NTT Corporation and Toshiba have joined forces for a groundbreaking partnership. Their aim is to prevent data transmission lag, an ongoing issue known as latency. In a recent demonstration, the two companies showcased high-speed factory production capabilities via an optical and wireless network, controlled from a data center situated 300 kilometers away. This monumental accomplishment is an industry first, claims NTT.
Amid rapid technological advancements, the demand to improve data transmission speed has only increased. NTT has been actively promoting photonics as the cornerstone of a next-generation information and communications infrastructure, advocating for its potential to revolutionize how data is transmitted.
The latest developments in this partnership highlight the potential for optical communication to address current limitations in data centers and beyond.
Innovative Solutions to Lag
C. Sean Lawrence, the principal architect of the initiative, challenged everyone to think outside the box. He calls this approach necessary to break the current barriers to broadband data sharing.
“We need to think differently to overcome this,” – C. Sean Lawrence
NTT and Toshiba are partnering to transform data centers. Their goal is to supplant conventional electrical cabling with cutting-edge optical information and powering solutions, first internally within their operations then externally between devices. Lawrence elaborated on this vision, stating:
“The core idea is to move from electrical wiring to optical, inside data centers, between circuit boards in servers, between silicon packages on circuit boards, and eventually between the silicon die inside a package.” – C. Sean Lawrence
Reimplementing this kind of pipeline can significantly cut down latency. It enhances performance in a majority of workloads particularly as the need for real-time data analysis continues to increase.
The Roadmap for Optical Communication
NTT’s equally ambitious roadmap sees multiple phases of optical communication technology integration. Iliad is focusing on commercialising its second-generation Photonic Electric Converter (PEC) with U.S. chipmaker Broadcom by 2026.
As head of the IOWN Development Office, Yosuke Aragane heads the development office and steers significant developments.
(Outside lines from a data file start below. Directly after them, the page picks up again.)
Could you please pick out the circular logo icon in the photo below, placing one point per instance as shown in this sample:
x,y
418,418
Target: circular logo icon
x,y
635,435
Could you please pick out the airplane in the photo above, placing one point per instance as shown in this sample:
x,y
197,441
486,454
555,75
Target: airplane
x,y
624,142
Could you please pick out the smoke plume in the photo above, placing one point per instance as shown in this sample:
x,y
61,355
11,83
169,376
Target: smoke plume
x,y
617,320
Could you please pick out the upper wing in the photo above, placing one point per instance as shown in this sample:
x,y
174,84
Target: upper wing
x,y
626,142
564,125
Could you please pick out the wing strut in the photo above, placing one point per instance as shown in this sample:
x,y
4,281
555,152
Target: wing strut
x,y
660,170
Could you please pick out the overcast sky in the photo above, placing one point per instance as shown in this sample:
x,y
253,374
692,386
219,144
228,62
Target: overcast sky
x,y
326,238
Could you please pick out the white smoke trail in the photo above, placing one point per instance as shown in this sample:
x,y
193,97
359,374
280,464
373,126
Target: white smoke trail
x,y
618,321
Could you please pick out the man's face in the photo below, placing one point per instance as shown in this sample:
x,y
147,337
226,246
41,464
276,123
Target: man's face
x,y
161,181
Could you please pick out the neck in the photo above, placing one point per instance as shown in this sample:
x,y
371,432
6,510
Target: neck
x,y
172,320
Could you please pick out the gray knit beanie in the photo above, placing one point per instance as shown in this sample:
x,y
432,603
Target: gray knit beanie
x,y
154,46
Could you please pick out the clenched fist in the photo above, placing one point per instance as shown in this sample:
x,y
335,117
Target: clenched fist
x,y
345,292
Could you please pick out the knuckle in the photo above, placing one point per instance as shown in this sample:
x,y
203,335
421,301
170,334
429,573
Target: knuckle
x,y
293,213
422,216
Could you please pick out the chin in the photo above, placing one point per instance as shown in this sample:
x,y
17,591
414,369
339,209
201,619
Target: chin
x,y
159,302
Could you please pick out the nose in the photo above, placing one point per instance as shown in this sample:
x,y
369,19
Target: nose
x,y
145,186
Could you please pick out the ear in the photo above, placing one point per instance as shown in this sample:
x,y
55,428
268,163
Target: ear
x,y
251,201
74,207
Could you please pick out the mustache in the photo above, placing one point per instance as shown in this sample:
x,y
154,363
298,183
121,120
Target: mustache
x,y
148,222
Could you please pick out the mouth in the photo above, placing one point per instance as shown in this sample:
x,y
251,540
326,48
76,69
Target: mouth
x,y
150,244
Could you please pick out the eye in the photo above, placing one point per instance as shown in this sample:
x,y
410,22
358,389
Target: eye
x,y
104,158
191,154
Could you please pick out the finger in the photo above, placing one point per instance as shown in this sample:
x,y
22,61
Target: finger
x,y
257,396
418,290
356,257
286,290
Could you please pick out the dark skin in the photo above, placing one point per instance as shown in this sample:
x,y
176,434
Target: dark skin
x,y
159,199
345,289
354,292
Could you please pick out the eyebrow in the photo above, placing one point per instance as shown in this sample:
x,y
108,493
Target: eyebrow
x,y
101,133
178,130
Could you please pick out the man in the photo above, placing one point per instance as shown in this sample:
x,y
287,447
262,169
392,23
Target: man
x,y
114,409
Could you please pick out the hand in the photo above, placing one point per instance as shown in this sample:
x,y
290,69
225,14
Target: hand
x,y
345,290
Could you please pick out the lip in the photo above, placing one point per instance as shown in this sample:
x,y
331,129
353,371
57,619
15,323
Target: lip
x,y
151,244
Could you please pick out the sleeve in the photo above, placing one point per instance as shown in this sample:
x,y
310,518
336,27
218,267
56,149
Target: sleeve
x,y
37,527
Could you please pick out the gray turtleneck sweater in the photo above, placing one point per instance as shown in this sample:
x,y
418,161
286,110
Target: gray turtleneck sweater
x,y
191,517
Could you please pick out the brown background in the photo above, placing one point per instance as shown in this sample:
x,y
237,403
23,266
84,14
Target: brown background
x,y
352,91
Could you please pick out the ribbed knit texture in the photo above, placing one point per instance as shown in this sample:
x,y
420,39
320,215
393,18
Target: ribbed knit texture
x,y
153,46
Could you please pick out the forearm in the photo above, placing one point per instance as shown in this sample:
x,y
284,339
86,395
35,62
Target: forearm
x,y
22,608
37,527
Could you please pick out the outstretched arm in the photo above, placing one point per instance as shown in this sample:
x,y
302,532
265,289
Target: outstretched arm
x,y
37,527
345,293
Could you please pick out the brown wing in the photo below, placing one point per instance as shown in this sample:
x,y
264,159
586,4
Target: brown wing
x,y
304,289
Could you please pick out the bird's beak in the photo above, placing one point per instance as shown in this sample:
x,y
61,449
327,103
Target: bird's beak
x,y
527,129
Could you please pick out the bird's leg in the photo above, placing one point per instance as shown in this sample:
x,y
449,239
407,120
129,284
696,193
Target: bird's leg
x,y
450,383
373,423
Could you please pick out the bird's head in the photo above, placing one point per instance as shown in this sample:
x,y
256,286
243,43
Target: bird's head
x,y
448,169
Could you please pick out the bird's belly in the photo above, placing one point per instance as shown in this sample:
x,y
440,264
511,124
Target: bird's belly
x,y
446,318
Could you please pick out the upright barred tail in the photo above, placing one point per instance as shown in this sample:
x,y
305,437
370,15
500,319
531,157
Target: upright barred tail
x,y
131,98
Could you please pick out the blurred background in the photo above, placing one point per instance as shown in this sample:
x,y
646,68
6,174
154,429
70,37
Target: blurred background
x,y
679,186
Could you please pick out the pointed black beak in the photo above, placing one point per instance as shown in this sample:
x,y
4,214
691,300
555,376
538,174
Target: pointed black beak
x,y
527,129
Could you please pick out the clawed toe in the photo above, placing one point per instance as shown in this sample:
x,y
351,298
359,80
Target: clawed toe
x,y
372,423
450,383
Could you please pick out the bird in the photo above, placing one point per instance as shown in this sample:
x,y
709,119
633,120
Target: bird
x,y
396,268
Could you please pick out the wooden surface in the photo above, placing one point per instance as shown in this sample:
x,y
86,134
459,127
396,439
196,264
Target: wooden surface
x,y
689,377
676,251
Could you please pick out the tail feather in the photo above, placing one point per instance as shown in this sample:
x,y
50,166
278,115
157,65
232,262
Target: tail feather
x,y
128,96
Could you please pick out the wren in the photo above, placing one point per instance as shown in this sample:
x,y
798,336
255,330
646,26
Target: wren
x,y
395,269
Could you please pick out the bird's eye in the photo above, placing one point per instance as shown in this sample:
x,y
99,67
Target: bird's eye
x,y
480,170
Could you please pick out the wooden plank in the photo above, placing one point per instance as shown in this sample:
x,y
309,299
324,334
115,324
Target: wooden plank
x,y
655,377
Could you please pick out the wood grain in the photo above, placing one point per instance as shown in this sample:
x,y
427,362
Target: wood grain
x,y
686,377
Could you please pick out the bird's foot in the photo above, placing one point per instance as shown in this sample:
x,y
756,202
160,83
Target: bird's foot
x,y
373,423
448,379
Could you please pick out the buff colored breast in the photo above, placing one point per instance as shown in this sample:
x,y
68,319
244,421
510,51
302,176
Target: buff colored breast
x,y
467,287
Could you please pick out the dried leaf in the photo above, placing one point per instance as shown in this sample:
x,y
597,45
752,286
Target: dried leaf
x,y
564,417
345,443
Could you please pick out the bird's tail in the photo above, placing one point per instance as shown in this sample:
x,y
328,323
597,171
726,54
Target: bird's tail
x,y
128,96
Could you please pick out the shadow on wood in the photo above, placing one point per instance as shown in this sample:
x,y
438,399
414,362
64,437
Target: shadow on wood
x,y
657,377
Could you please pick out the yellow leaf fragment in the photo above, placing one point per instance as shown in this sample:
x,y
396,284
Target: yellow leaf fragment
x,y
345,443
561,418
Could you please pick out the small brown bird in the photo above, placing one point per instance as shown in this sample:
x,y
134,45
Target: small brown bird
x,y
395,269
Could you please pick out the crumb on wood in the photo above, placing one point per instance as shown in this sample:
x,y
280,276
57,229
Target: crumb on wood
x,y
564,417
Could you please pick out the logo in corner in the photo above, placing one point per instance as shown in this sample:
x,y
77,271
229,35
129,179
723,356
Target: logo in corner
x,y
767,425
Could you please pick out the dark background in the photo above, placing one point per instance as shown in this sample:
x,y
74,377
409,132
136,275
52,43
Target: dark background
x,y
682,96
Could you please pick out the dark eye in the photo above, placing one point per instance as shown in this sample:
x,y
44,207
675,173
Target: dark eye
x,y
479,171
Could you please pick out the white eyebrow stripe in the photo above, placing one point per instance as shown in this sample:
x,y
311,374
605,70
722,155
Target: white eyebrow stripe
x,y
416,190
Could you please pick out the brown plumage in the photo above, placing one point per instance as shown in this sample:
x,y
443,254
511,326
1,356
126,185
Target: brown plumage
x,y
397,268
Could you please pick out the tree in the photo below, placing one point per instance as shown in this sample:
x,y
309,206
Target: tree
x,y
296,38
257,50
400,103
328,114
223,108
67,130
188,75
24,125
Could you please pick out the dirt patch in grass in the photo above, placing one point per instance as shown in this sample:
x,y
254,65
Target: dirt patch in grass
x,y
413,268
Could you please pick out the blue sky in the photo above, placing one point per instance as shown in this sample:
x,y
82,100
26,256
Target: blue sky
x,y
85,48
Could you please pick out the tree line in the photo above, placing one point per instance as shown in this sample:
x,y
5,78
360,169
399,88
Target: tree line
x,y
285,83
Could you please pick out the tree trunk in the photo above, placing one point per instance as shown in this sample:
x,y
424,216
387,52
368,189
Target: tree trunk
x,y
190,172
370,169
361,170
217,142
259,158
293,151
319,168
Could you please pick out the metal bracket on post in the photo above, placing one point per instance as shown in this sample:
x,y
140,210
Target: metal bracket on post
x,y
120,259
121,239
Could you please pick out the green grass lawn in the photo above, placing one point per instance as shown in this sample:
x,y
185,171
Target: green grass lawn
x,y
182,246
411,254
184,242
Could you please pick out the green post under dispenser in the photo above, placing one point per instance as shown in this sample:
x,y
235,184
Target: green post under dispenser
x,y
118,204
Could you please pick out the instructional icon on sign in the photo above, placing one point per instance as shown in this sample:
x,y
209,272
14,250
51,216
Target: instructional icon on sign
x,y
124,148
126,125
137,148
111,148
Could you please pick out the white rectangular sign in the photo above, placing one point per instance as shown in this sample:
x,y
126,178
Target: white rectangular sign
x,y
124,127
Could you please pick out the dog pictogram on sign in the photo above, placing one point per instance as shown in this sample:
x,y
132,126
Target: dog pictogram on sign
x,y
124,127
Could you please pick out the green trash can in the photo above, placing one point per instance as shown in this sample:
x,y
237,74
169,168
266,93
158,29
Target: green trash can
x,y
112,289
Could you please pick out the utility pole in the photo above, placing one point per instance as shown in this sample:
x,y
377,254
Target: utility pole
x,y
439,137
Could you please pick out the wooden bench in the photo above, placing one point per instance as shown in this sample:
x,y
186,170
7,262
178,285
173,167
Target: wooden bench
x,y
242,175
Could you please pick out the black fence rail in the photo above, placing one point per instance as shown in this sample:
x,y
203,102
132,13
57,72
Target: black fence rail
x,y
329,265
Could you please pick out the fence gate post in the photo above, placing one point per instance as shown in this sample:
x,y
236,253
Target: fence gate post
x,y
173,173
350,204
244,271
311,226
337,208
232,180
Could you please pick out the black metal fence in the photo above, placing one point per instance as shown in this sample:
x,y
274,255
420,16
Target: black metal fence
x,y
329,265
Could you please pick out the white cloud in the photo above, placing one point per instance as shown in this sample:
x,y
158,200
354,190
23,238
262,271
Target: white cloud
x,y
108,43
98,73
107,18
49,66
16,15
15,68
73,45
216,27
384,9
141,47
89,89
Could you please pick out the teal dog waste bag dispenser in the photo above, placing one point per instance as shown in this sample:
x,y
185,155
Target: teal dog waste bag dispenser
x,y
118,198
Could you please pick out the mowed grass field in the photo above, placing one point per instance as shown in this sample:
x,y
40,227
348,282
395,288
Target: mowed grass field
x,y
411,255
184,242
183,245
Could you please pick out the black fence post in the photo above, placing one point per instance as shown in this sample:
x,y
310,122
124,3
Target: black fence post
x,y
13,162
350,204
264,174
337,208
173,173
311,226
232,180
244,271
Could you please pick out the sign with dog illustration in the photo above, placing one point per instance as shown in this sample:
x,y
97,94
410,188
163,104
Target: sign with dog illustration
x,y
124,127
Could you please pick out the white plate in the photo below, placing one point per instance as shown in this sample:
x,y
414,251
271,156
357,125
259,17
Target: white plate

NTT wants to establish a smooth movement of data across the globe, focused on next-generation photonics technology.
- Phase two will focus on optical communication between boards.
- Phase three will introduce inter-chip links by 2028.
- The final phase aims for intra-chip connections by 2032.
Even with the strides made in photonics, experts agree that hurdles still exist at the device level. Takasumi Tanabe, a former JETRO representative in San Francisco and professor of the faculty of policy management at Tokyo’s Keio University, admitted it’s a complicated matter.
Challenges Ahead
He noted that going all “all-optical” is an impractical approach given current technology. Even still, photonic devices are poised to be a critical component enabling future systems.
“At the device level, some aspects are more challenging,” – Takasumi Tanabe
This observation further underscores the importance of continued research and development in silicon photonics and optical packaging. They will have a huge role in NTT’s Integrated Optical Network (IOWN) initiative.
“Even so, I expect photonic devices to play an increasingly important role in the most critical parts of future systems, where low-power consumption, high bandwidth and low latency are required.” – Takasumi Tanabe
NTT’s IOWN initiative boasts over 160 members from various sectors, including chip manufacturers and major internet companies like Google and Microsoft. This unprecedented partnership represents a tremendous acknowledgment across industry of the need for breakthroughs in data transmission technologies.
Industry Impacts
Their current data transmission latency is only 17 milliseconds. According to industry leaders, we need to make additional improvements. Bigger, bolder ones are needed to adequately prepare for the demands of the future. The transformation from conventional fiber optic cables to advanced photonic technologies could significantly reduce energy consumption while improving overall system performance.
Although the current time lag in data transmission stands at a barely noticeable 17 milliseconds, industry leaders believe that further enhancements are essential to meet future demands. The transformation from conventional fiber optic cables to advanced photonic technologies could significantly reduce energy consumption while improving overall system performance.